In Bristol, CND, Trident Ploughshares, and XR Peace organised an ambitious four-day Peace Gathering, which began and ended with die-ins, in Castle Park in central Bristol (above).

As well as the ‘longest banner drop in Bristol’ (91m along Finzel’s Reach Bridge over the harbour), there was a leafleting-and-banner action outside the MOD defence centre at Filton Abbey Wood, plus socially-distanced workshops, talks and films in the park.

There were also daily video-linkups with other groups fasting and vigilling around the UK and internationally.

Flowers and cranes

Perth in Scotland and two groups in south-east England had two-part events on Hiroshima Day, 6 August.

In Perth, there had been a plan to have a public gathering at the Peace Pole in a city park, after a two-hour socially-distanced High Street vigil.

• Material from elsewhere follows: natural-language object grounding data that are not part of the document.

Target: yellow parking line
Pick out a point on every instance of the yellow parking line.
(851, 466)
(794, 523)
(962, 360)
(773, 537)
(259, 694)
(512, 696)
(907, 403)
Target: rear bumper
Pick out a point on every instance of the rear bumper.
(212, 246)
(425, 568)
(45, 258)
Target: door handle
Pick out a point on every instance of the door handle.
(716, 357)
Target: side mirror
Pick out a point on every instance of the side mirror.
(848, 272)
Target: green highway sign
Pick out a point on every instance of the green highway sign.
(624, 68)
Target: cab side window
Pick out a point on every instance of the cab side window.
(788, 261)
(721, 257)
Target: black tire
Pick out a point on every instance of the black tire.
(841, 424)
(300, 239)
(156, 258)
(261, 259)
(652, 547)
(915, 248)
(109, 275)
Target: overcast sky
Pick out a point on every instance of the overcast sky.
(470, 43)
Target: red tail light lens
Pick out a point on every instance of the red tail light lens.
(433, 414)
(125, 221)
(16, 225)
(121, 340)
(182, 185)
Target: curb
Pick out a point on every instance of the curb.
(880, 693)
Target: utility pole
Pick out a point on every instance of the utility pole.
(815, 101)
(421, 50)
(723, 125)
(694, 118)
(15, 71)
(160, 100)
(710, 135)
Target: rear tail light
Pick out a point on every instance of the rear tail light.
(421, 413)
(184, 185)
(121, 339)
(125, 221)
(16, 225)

Because of lockdown restrictions, the gathering had to be cancelled, but a handful of people gathered there for silent reflection and a few readings.

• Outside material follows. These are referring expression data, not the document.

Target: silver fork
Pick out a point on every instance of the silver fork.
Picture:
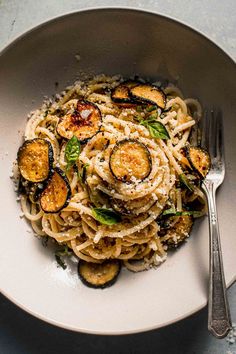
(219, 321)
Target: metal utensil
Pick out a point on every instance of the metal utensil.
(219, 321)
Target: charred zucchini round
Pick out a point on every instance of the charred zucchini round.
(56, 194)
(84, 122)
(199, 160)
(97, 275)
(35, 159)
(179, 231)
(130, 161)
(121, 93)
(148, 93)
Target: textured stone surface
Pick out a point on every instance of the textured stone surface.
(19, 332)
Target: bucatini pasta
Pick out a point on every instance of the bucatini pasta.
(107, 171)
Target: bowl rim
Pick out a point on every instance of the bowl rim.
(59, 17)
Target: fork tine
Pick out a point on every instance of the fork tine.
(220, 138)
(213, 135)
(205, 131)
(202, 131)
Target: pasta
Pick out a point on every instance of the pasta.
(139, 238)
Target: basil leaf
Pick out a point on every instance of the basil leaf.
(139, 108)
(173, 212)
(72, 151)
(62, 252)
(156, 129)
(106, 216)
(150, 108)
(60, 262)
(170, 211)
(184, 180)
(82, 174)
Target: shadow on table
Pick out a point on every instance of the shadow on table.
(22, 333)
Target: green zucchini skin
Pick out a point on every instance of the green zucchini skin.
(75, 124)
(20, 160)
(180, 231)
(45, 199)
(201, 157)
(121, 93)
(120, 145)
(87, 273)
(143, 93)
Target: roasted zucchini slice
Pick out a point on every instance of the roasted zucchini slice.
(121, 93)
(199, 159)
(130, 161)
(35, 159)
(179, 231)
(56, 194)
(148, 93)
(97, 275)
(84, 122)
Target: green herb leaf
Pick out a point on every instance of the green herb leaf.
(173, 212)
(106, 216)
(45, 240)
(170, 211)
(82, 173)
(139, 108)
(60, 262)
(72, 151)
(157, 129)
(184, 180)
(150, 108)
(62, 252)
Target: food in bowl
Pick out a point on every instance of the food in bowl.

In Kingston, six members of Kingston Peace Council/CND took up socially-distanced positions in the main shopping street, each holding a placard.

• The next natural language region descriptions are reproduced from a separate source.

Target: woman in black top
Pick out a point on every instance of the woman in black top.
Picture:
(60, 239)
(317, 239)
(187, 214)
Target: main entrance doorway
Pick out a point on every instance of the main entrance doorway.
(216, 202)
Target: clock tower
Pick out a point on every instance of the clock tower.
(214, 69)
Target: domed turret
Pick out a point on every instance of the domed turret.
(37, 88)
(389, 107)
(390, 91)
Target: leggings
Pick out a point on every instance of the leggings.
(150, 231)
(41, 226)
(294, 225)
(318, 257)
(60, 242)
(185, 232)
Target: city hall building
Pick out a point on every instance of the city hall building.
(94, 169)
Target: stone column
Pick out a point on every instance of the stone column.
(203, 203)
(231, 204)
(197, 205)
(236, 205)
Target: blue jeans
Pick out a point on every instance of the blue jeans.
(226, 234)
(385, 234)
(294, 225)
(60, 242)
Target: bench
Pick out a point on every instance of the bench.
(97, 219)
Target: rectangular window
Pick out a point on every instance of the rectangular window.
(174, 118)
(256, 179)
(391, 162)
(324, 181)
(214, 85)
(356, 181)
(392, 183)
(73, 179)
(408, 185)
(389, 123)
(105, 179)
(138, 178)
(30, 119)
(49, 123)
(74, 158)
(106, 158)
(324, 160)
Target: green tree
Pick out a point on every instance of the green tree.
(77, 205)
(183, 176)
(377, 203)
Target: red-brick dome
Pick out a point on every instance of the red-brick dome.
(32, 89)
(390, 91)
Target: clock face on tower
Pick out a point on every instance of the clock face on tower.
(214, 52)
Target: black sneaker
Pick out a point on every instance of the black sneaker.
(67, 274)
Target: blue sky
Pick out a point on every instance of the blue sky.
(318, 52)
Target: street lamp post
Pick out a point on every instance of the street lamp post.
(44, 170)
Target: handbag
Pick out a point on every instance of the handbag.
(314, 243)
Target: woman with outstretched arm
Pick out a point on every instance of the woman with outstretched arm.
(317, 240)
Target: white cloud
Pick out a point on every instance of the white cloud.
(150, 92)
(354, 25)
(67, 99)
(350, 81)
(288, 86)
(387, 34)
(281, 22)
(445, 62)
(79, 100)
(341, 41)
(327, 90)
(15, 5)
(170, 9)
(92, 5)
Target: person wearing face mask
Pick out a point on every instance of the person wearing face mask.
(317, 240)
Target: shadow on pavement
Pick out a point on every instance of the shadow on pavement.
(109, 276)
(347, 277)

Later, on the banks of the Thames, Kingston mayor, councillor Margaret Thompson, joined a commemoration in her first official outdoors event since the beginning of the lockdown.

After a two-minutes silence, white flowers were thrown onto the river.

In Brighton, at lunchtime, the Women’s International League for Peace and Freedom (WILPF) tied a wreath made of paper peace cranes to the Peace Statue on the seafront in Hove.

In the evening, WILPF tied peace cranes to a tree it had planted in a local park on the 40th anniversary of the Hiroshima attack.

The mayor, councillor Alan Robins, and other Labour party councillors who attended, told WILPF afterwards that they intend to put a motion to Brighton and Hove council supporting the Treaty on the Prohibition of Nuclear Weapons.